Introduction to Type Systems | Professional .NET Framework 2.0 (Programmer to Programmer)

This chapter presents most idioms of the CTS using C#, although I do try to identify areas where there's a mismatch between the language's and the CTS's semantics. Since we haven't seen Common Intermediate Language (CIL) just yet (that comes in Chapter 3) — the language into which all managed programs are compiled — using a higher-level programming language such as C# will prove more effective in explaining the concepts, without syntax getting in the way.

As a brief example of the CTS's diversity of languages that it supports, consider four examples, each of which has a publicly available compiler that targets the CLR: C#, C++/CLI, Python, and F#:

C# is a (mostly) statically typed, imperative, C-style language. It offers very few features that step outside of the CLR's verifiable type-safety, and employs a heavily object-oriented view of the world. C# also offers some interesting functional language features such as first class functions and their close cousins, closures, and continues to move in this direction with the addition of, for example, type inferencing and lambdas in new versions of the language. This is, at the time of this writing, the most popular programming language on the CLR platform.
C++/CLI is an implementation of the C++ language targeting the CTS instruction set. Programmers in this language often step outside of the bounds of verifiable type safety, directly manipulating pointers and memory segments. The compiler does, however, support compilation options to restrict programs to a verifiable subset of the language. The ability to bridge the managed and unmanaged worlds with C++ is amazing, enabling many existing unmanaged programs to be recompiled under the CLR's control, of course with the benefits of Garbage Collection and (mostly) verifiable IL.
Python, like C#, deals with data in an object-oriented fashion. But unlike C# — and much like Visual Basic — it prefers to infer as much as possible and defer as many decisions until runtime that would have traditionally been resolved at compile time. Programmers in this language never deal directly with raw memory, and always live inside the safe confines of verifiable type safety. Productivity and ease of programming are often of utmost importance for such dynamic languages, making them amenable to scripting and lightweight program extensions. But they still must produce code that resolves typing and other CLR-related mapping issues somewhere between compile- and runtime. Some say that dynamic languages are the way of the future. Thankfully, the CLR supports them just as well as any other type of language.
Lastly, F# is a typed, functional language derived from O'Caml (which is itself derived from Standard ML), which offers type inferencing and scripting-like interoperability features. F# certainly exposes a very different syntax to the programmer than, say, C#, VB, or Python. In fact, many programmers with a background in C-style languages might find the syntax quite uncomfortable at first. It offers a mathematical style of type declarations and manipulations, and many other useful features that are more prevalent in functional languages, such as pattern matching. F# is a great language for scientific- and mathematical-oriented programming.

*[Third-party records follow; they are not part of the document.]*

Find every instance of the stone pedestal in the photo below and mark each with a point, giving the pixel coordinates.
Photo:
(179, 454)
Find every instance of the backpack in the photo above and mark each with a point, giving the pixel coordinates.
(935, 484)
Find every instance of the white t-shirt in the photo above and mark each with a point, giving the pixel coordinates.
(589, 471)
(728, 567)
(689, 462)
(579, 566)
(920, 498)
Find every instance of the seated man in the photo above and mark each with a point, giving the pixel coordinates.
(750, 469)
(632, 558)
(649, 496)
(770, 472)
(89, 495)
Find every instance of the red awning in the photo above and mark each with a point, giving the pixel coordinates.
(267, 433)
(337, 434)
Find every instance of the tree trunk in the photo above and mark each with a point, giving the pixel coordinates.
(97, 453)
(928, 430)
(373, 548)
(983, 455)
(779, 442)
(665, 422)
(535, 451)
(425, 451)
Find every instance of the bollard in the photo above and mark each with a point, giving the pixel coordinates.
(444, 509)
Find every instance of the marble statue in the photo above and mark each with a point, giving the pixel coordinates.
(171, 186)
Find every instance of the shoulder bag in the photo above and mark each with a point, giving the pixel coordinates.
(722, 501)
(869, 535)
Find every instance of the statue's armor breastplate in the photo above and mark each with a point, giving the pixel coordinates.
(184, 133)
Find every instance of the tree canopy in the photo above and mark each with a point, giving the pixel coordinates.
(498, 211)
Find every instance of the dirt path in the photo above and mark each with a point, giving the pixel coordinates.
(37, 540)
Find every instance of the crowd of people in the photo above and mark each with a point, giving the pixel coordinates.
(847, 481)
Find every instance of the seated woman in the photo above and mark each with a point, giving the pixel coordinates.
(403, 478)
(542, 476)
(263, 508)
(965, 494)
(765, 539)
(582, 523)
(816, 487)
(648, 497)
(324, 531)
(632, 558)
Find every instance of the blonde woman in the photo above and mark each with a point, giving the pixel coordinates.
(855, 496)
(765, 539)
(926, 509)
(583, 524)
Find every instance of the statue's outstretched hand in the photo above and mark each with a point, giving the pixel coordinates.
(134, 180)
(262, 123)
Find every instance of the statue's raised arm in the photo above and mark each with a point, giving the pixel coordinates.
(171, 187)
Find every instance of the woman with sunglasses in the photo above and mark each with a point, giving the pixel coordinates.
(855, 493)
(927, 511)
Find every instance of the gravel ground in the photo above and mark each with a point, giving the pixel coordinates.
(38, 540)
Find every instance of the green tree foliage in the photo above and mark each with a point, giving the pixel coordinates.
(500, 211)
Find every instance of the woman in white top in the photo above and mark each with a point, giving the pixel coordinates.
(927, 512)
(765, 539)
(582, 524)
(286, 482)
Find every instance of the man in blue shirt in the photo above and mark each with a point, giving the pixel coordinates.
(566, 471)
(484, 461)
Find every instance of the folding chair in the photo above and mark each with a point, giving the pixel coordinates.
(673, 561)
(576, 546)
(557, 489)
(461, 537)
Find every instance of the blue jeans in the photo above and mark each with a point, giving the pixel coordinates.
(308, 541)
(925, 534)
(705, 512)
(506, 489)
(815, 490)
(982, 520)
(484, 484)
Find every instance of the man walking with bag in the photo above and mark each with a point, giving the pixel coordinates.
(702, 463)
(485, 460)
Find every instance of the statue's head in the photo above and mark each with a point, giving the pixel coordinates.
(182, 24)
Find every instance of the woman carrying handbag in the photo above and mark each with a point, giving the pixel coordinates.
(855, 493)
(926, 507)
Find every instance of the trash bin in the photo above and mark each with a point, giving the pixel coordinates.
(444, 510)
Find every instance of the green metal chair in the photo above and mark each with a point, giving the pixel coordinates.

Each of these languages exposes a different view of the type system, sometimes extreme yet often subtle, and all compile into abstractions from the same CTS and instructions from the same CIL. Libraries written in one can be consumed from another. A single program can even be composed from multiple parts, each written in whatever language is most appropriate, and combined to form a single managed binary. Also notice that the idea of verification makes it possible to prove type safety, yet work around entire portions of the CTS when necessary (such as manipulating raw memory pointers in C++). Of course, there are runtime restrictions that may be placed on executing unverifiable code. We'll return to these important topics later in this chapter.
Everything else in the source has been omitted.